Blood samples were collected from CS by the surgeon for ML, myocardial pyruvate (MP) and Troponin I (Trop I) estimation. CS blood sample (5 ml) for estimation of myocardial pyruvate and Trop I was centrifuged within 20 minutes and plasma was stored at -20 o C until analysis.ML and plasma lactate were determined by blood gas analysis of the respective samples.

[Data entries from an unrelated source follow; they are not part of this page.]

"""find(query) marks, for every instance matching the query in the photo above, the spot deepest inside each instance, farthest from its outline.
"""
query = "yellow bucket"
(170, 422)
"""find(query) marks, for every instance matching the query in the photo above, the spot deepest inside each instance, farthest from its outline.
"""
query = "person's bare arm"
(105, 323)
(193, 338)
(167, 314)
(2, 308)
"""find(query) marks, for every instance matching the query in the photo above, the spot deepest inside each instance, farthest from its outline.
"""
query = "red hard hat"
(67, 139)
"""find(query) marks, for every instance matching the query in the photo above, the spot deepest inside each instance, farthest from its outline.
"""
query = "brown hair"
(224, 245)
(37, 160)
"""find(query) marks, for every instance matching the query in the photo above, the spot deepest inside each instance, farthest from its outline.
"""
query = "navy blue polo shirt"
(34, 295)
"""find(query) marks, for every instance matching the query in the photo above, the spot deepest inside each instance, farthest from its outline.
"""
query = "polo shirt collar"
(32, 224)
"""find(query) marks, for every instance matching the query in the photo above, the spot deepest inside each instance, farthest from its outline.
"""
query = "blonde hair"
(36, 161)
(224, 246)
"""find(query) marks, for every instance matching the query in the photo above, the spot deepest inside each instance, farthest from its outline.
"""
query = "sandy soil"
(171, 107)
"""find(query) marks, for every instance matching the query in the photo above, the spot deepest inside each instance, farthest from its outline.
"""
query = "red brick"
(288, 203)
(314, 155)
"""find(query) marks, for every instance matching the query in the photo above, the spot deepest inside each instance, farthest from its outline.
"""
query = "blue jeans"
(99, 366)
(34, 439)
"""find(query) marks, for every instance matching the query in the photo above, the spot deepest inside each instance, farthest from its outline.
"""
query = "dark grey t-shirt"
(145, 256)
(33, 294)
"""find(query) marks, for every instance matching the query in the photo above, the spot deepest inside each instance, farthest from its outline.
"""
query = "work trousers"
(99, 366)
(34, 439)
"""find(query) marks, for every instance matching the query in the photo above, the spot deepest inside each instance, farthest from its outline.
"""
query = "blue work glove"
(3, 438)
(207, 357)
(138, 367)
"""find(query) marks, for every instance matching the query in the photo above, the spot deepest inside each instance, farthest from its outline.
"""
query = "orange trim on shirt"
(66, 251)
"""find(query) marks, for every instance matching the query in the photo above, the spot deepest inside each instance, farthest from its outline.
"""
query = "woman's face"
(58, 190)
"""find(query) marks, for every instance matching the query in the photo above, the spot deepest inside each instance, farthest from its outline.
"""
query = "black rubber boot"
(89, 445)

Inotropes and vasodilators (dopamine, dobutamine, adrenaline and nitroglycerine) were used as required to maintain hemodynamics. Intravenous adrenaline was started if SBP remained <70 mmHg and CI < 2 l.min -1 .m -2 with dopamine and dobutamine each at a dose of 10 μg kg -1 min - 1 . IABP was inserted if poor hemodynamics along with ECG changes of ischemia, arrhythmia or metabolic acidosis persisted despite adrenaline. Patients were weaned from CPB at a nasopharyngeal temperature of 36° C, CI > 2.5 l. min -1 m -2 , SBP > 90 mmHg or MAP > 70 mmHg, and if no metabolic acidosis was present.

Sampling methods

Blood samples were taken from CS and arterial line at predetermined times. These time points were as follows:

T 1 : Soon after cannulation, before institution of CPB (pre-CPB)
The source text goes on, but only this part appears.